In Berlin begann die Lokale Agenda 21 in den Bezirken. Dort bildeten sich ab 1993 zahlreiche Gruppen und Projekte, die Themen aus den verschiedenen Bereichen bearbeiteten. Zu Ihrer Unterstützung initiierte die Senatsverwaltung 1997 ein viel beachtetes Koordinatorenmodell mit monatlichen Arbeitstreffen für alle Bezirke.

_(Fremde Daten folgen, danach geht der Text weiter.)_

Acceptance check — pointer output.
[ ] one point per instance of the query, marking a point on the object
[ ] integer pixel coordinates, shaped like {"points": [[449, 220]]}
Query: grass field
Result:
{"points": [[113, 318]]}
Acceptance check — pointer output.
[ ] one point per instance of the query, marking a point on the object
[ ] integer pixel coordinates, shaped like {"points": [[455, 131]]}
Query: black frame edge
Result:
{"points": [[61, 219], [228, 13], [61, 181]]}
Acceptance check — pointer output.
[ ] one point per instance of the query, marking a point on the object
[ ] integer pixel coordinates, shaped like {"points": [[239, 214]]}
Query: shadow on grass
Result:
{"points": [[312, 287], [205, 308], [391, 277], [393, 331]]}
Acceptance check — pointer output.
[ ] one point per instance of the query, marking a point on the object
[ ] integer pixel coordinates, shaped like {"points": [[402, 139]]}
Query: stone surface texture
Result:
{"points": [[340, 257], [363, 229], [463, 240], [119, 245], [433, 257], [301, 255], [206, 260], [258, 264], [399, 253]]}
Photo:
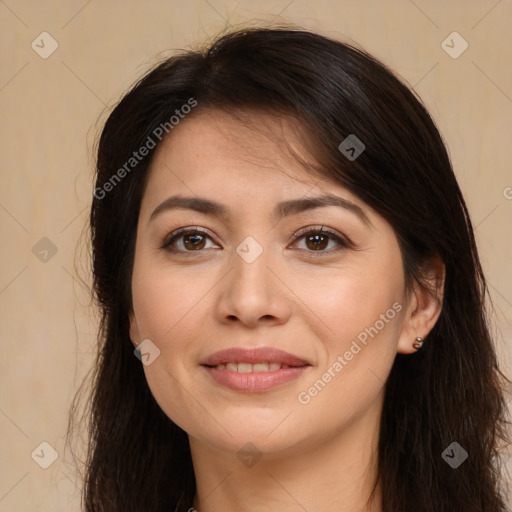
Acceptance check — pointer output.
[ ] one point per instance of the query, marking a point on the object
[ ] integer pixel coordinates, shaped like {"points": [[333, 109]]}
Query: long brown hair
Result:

Im September 1997 wurde in der Prenzlauer Allee die Projektstelle Agenda 21 als Service- und Informationsstelle für interessierte Bürger und Gruppen eröffnet. Im selben Jahr konstituierte sich eine Arbeitsgruppe der Agenda-21-Beauftragten, die sich aus Vertretern aller Senatsressorts und der Senatskanzlei zusammensetzt, und der Runde Tisch zur nachhaltigen Entwicklung in Berlin und Brandenburg, der schnell zu einer der wichtigsten Institutionen im Agendaprozess der Stadt wurde. Am 4. Juni 2000 löste ihn das Agendaforum als Schnittstelle zwischen Zivilgesellschaft und Politik ab. Die gesellschaftlichen Gruppen sind am Diskurs über die Lokale Agenda in diesem Forum durch Repräsentanten vertreten. Das Forum tagt viermal jährlich; einzelne Handlungsfelder werden in Fachforen (bisher zu den Themen Mobilität, Klimaschutz und Berlin in einer Welt) behandelt.
Seit September 1999 wird die Erstellung einer gesamtstädtischen Lokale Agenda 21 durch das Agenda-Büro der Senatsverwaltung koordiniert. Das Büro bündelt die Informationen aus Politik und gesellschaftlichen Gruppen, wirkt durch den intensiven Kontakt zu den Akteuren der Nichtregierungsorganisationen, der Wissenschaft und der Wirtschaft ressortübergreifend an Strategien und Projekten mit und formuliert federführend den Ziel- und Umsetzungsplan, der bis Ende 2003 vorliegen soll. Auf parlamentarischer Ebene unterstützt das Agenda-Büro die Arbeit der seit 1998 aktiven Enquêtekommissionen Zukunftsfähiges Berlin, die im Herbst 2001 die Entwürfe der Fraktionen für ein Leitbild, Handlungsziele und Indikatoren einer nachhaltigen Entwicklung vorlegte. Im September 2001 konstitutierte sich auf Initiative der Umweltministerkonferenz der Bund/Länder-Arbeitskreis Nachhaltige Entwicklung. Vorrangige Aufgabe dieses Gremiums ist der Informationsaustausch zwischen Bund und Ländern und die Einordnung der Lokalen Agenden in eine nationale Nachhaltigkeitsstrategie.